1. An intervertebral cage assembly, characterized by:

consists of an intervertebral fusion device and an auxiliary component for expanding the intervertebral fusion device;

the intervertebral fusion device comprises a first shell and a second shell, a cavity for accommodating bone grains is formed between the first shell and the second shell, the first shell and the second shell are rotatably connected through an axial structure at the front end of the intervertebral fusion device, the front end of the intervertebral fusion device is an outwards convex arc surface, a first groove opening is formed at the tail end of the first shell, a second groove opening is formed at the tail end of the second shell, an opening communicated with the cavity is formed between the first groove opening and the second groove opening at the tail end of the intervertebral fusion device, and side holes communicated with the cavity are formed in the left side surface and the right side surface of the intervertebral fusion device;

the opening is conical, the diameter of the cross section of the conical shape is gradually reduced from the tail end of the interbody fusion cage to the front end, and an internal thread is arranged in the opening;

at least two limiting holes are formed in the tail end of the interbody fusion cage, and the limiting holes are respectively formed in the first shell and the second shell;

the auxiliary assembly comprises an outer tube sleeve and a push rod, the head of the outer tube sleeve is detachably connected with the interbody fusion cage through an opening of the interbody fusion cage, the outer tube sleeve is provided with a sliding tube cavity communicated with the opening of the interbody fusion cage, and the push rod can slide in the sliding tube cavity;

the head of the outer pipe sleeve is conical, the front end of the outer pipe sleeve is small, and the rear end of the outer pipe sleeve is large, and the head of the outer pipe sleeve is provided with external threads matched with the internal threads of the opening;

the outer pipe sleeve is provided with a limiting rod which can be respectively inserted into limiting holes in the first shell and the second shell;

one end of the limiting rod is rotatably connected to the outer side wall of the outer pipe sleeve, the included angle between the limiting rod and the axis of the outer pipe sleeve can be adjusted when the limiting rod rotates relative to the outer pipe sleeve,

and a limiting spring is further connected between the outer side wall of the outer pipe sleeve and the limiting rod, and when the limiting rod is inserted into the limiting hole, the first shell and the second shell are far away from each other, the limiting spring stretches to limit the opening distance between the first shell and the second shell.

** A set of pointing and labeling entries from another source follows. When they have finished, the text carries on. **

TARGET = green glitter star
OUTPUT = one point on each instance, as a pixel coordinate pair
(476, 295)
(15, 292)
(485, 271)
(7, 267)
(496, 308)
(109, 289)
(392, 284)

2. The interbody fusion cage assembly of claim 1, wherein the limiting holes are two and are respectively provided on the first housing and the second housing, and the limiting holes are symmetrically distributed along a center of the opening.

3. The assembly of claim 2, wherein the cage is wedge-shaped, the front end of the cage is higher than the rear end of the cage, and the upper and lower surfaces of the cage are curved surfaces matching the height of the cage and each have a saw tooth structure.

4. The cage assembly of claim 3 wherein the cage is made of PEEK material.

5. The interbody cage assembly of claim 1, wherein the sliding lumen is internally threaded, the pushrod is externally threaded, and the pushrod is threaded for rotation within the sliding lumen.